After linkage analyses, 242 loci were mapped into 32 linkage groups, with 37 remaining loci unmapped. The total length of the transcriptome linkage map was 1938.72 cM (table 2; figure 1). The longest linkage group was 132.74 cM with 15 loci (LG05/Chr05), while the shortest linkage group was 2.33 cM with two loci (LG31/Chr25); generally, the average length of a linkage group was 60.58 cM. The average marker interval distance was 8.01 cM, while it varied from 0.01 (LG16/Chr11) to 36.12 cM (LG11/Chr09). The AT genome included 18 linkage groups with a total of 114 loci; the total length was 1041.68 cM, and the average marker interval distance was 9.14 cM. Comparatively, the DT genome included 14 linkage groups with a total of 128 loci; the total length was 897.04 cM and the average marker interval distance was 7.01 cM. The genomewide distribution of EST-SSRs implied that the fibre development in cotton involves genes distributed throughout the entire genome.

Figure 1
figure 1figure 1figure 1

Interspecific transcriptome linkage map of fibre development in cotton constructed using EST-SSRs.

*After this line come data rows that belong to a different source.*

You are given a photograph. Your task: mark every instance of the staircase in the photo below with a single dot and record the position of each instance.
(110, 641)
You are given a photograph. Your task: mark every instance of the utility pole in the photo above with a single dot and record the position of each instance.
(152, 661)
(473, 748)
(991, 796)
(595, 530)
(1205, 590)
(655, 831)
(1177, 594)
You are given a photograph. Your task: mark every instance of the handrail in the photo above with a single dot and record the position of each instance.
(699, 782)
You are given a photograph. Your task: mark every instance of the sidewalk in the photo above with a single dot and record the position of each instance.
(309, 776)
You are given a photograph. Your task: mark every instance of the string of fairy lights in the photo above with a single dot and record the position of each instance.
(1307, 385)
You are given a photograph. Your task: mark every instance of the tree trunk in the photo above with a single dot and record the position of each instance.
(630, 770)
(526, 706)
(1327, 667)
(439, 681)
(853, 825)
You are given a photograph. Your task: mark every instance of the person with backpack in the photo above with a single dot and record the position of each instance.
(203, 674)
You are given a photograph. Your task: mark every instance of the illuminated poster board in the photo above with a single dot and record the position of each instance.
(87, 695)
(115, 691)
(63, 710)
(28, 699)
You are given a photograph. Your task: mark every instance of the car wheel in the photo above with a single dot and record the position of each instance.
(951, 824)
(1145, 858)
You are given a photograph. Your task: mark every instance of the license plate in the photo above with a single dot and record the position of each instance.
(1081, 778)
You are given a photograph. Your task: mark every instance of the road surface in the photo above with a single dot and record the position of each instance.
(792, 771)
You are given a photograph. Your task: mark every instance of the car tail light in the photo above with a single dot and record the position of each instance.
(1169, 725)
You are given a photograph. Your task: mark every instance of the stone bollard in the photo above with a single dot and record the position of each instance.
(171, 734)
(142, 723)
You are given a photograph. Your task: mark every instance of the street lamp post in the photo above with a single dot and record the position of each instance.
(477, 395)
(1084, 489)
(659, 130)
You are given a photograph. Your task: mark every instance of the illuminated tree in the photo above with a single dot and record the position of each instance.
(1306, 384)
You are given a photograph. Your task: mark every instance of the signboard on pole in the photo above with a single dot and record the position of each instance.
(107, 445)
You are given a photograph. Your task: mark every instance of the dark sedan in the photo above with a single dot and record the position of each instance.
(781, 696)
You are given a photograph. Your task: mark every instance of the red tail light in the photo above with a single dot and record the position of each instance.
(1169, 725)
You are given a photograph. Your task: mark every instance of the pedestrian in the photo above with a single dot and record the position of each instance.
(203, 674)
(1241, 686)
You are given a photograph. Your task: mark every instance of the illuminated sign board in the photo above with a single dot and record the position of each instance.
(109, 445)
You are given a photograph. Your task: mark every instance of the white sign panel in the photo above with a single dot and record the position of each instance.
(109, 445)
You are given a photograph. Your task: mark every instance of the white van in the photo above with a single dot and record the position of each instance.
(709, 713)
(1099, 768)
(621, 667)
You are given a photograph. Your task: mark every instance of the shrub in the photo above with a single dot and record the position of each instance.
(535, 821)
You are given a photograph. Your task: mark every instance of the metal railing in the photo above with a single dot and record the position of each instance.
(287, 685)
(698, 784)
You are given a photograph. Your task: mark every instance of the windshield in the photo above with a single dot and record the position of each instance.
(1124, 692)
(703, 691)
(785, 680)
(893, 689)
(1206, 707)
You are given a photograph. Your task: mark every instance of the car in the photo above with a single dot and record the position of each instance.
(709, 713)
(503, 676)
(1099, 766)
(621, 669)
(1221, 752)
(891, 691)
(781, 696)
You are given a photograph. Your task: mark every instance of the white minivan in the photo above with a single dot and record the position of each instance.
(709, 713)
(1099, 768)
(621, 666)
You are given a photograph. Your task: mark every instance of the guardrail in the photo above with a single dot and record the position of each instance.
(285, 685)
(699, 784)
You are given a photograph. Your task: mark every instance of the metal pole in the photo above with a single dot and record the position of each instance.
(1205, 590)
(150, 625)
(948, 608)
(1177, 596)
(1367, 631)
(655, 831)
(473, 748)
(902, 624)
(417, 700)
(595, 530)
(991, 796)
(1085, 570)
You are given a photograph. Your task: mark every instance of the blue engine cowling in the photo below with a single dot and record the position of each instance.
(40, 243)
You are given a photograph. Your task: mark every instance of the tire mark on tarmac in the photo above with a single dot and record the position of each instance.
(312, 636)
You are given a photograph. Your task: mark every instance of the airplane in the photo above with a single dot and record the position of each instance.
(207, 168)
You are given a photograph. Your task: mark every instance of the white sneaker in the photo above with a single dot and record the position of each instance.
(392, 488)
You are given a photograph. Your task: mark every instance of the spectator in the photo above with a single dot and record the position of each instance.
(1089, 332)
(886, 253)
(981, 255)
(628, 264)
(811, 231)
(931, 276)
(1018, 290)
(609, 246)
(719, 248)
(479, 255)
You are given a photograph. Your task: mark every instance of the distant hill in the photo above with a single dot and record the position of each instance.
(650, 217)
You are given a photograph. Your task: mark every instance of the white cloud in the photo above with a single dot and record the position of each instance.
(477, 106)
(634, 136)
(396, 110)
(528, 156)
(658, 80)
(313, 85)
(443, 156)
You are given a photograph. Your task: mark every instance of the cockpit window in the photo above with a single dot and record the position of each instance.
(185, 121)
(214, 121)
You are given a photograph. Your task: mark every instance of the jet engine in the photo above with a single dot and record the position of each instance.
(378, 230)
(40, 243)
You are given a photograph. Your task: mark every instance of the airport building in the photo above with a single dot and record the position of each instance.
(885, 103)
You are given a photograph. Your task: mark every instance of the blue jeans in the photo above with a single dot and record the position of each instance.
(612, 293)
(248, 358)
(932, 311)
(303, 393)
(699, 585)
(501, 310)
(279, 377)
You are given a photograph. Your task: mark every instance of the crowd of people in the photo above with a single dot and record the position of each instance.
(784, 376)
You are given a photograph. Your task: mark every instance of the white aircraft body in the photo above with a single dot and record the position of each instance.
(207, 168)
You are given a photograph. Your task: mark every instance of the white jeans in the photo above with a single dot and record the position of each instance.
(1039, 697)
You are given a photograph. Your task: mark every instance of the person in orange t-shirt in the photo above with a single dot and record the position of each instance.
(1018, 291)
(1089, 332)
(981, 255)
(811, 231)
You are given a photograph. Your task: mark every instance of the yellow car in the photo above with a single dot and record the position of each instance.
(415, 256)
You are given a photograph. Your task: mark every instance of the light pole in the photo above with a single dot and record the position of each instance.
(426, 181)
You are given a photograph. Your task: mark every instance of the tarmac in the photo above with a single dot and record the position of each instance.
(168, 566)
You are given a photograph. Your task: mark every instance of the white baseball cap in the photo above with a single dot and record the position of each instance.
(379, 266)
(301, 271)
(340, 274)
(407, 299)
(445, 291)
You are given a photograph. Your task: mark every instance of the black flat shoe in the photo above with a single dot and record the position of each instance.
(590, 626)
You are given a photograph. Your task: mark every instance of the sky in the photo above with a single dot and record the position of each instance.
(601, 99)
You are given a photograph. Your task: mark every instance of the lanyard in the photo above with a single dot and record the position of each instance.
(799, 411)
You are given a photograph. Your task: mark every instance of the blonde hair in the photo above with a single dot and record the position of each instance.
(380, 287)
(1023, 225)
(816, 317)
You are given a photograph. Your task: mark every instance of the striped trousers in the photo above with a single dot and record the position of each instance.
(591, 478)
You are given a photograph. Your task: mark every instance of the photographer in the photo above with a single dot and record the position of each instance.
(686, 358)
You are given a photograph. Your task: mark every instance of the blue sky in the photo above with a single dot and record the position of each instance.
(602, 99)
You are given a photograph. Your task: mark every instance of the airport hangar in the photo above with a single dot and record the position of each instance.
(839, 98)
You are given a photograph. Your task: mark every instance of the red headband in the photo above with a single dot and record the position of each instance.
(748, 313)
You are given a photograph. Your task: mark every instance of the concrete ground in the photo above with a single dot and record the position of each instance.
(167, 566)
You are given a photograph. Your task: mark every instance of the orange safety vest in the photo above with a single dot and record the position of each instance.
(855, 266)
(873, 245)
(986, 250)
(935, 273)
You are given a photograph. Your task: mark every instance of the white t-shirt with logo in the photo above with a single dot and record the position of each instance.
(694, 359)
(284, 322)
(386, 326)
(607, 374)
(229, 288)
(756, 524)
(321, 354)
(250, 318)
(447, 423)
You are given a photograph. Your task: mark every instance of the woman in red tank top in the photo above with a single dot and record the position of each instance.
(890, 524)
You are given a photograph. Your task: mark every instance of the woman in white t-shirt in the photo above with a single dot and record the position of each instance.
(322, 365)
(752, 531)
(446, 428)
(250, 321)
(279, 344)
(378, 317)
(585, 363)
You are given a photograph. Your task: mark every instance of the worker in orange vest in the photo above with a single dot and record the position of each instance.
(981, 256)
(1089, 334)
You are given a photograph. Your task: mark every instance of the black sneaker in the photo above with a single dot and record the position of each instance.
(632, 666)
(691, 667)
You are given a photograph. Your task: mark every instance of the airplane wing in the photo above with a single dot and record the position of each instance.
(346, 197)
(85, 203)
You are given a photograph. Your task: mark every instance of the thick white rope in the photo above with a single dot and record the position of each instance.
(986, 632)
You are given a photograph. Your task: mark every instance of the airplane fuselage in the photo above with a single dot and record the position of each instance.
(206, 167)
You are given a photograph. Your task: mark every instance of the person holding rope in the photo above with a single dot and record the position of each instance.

Table 2 Basic information on the F2 transcriptome linkage map based on developing fibres at five DPA.

We found that dominant markers were absent on Chr02, Chr04, Chr16, Chr17, Chr21 and Chr25 (table 3). Obviously, there were more chromosomes lacking dominant markers in the DT genome than in the AT genome; however, there were more dominant markers overall in the DT genome, indicating that the dominant markers were clustered on particular chromosomes of the DT genome, especially Chr15. The uneven distribution of EST-SSRs on the chromosomes implied that different chromosomes played different roles in developing fibres at five DPA. This result also provided evidence for the existence of tissue-specific transcriptomes.

Table 3 Distribution of dominant markers in the transcriptome map.

This map is suitable for mapping eQTLs. Unfortunately, most of the cotton bolls were sampled for RNA extraction to construct the transcriptome map; thus, not enough bolls remained to phenotype the fibre quality. However, when transcriptome maps are constructed from permanent populations, it is feasible to map eQTL to understand the genetic basis of cotton fibre traits at the transcriptional level. We can also compare the eQTLs with previous QTLs based on DNA markers to uncover those reliable QTLs.

Functional annotation of SSR-ESTs

After blasting against the nr protein database, 53 of the 242 SSR-ESTs with >80% identity were functionally annotated, and they were classified into 10 categories (figure 2). Except for the 16% with unknown function, the top functions were transcription activity (15%) and transportation activity (14%). Some SSR-ESTs were involved in fibre differentiation (e.g. NAU3495), fibre initiation (e.g. NAU3496) and fibre elongation (e.g. MUSS250). These results were in accordance with the sampling phase (developing fibres at five DPA) as five DPA is the overlapping period of fuzz cell differentiation, lint initiation and elongation (Lee et al. 2007).

Figure 2
figure 2

Functional annotation of mapped SSR-ESTs.

In conclusion, an EST-SSR-based interspecific transcriptome linkage map of fibre development in cotton was constructed. This innovative new tool for constructing transcriptome linkage maps can be easily used to assign linkage groups to chromosomes and facilitate eQTL mapping in plants.